Because of the SEC's views on privately stripped government securities, a Fund
must treat them as it would non-government securities pursuant to regulatory
guidelines applicable to all money market funds. Accordingly, a Fund currently
intends to purchase only those privately stripped government securities that
have either received the highest rating from two nationally recognized rating
services (or one, if only one has rated the security), or, if unrated, been
judged to be of equivalent quality by Capitoline.
TAX AND REVENUE ANTICIPATION NOTES. Tax and revenue anticipation notes are
issued by municipalities in expectation of future tax or other revenues, and are
payable from those specific taxes or revenues. Bond anticipation notes normally
provide interim financing in advance of an issue of bonds or notes, the proceeds
of which are used to repay the anticipation notes. Tax-exempt commercial paper
is issued by municipalities to help finance short-term capital or operating
needs.
TIME DEPOSITS. Time deposits are non-negotiable deposits in a banking
institution earning a specified interest rate over a given period of time. Time
deposits with a maturity of seven business days or more are considered illiquid.
VARIABLE AND FLOATING RATE INSTRUMENTS. The money market funds and the bond
funds may purchase variable and floating rate instruments, including certain
participation interests in municipal obligations, which have interest rate
adjustment formulas that help to stabilize their market values. Many variable
and floating rate instruments also carry demand features that permit the Funds
to sell them at par value plus accrued interest on short notice. When
determining the maturity of a variable or floating rate instrument, the Funds
may look to the date the demand feature can be exercised, or to the date the
interest rate is readjusted, rather than to the final maturity of the
instrument.
ZERO COUPON BONDS. The corporate bond funds may purchase zero coupon bonds. Zero
coupon bonds do not make regular interest payments; instead, they are sold at a
deep discount from their face value and are redeemed at face value when they
mature. Because zero coupon bonds do not pay current income, their prices can be
very volatile when interest rates change. In calculating its daily dividend,
each Fund takes into account as income a portion of the difference between a
zero coupon bond's purchase price and its face value.
RISKS AND SPECIAL CONSIDERATIONS CONCERNING
MARYLAND MUNICIPAL BOND FUND
ECONOMY. The economy of the State of Maryland continues to demonstrate
relatively strong performance, with personal income well above the national
average. Total State employment was 2.58 million in December, 1995 with the
majority of jobs in trade, service, and government sectors. The national
recession caused a loss of jobs in Maryland since employment levels peaked in
mid-1990 but employment levels began to recover in mid-1992. Unemployment was
4.8% in December, 1995, compared to a national average of 5.6%. The State's
population in 1994 was approximately 5 million, with 83% concentrated in the
Baltimore-Washington corridor.
DEBT. In addition to the State of Maryland and its agencies, there are 23
counties and 156 incorporated municipalities in Maryland (including Baltimore
City, which functions much like a county), many of which have outstanding debt.

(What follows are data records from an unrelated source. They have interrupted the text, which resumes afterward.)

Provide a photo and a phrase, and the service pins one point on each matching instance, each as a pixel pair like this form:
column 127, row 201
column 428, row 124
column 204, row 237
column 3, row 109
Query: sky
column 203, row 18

As described below, a number of Maryland public authorities also issue debt. The
State of Maryland and its political subdivisions issue four basic types of debt
having varying degrees of credit risk: general obligation bonds backed by the
unlimited taxing power of the issuer, revenue bonds secured by specific pledged
taxes or revenue streams, conduit revenue bonds payable from the repayment of
certain loans to entities such as hospitals and universities, and tax-exempt
lease obligations (including certificates of participation in the same), the
payments under which are subject to annual appropriation. In 1995, $1.763
billion in state and local debt was issued in Maryland, with approximately 60%
representing general obligation debt and 40% revenue bonds or lease-backed debt,
compared to 46% general obligation and 54% revenue backed bonds nationally.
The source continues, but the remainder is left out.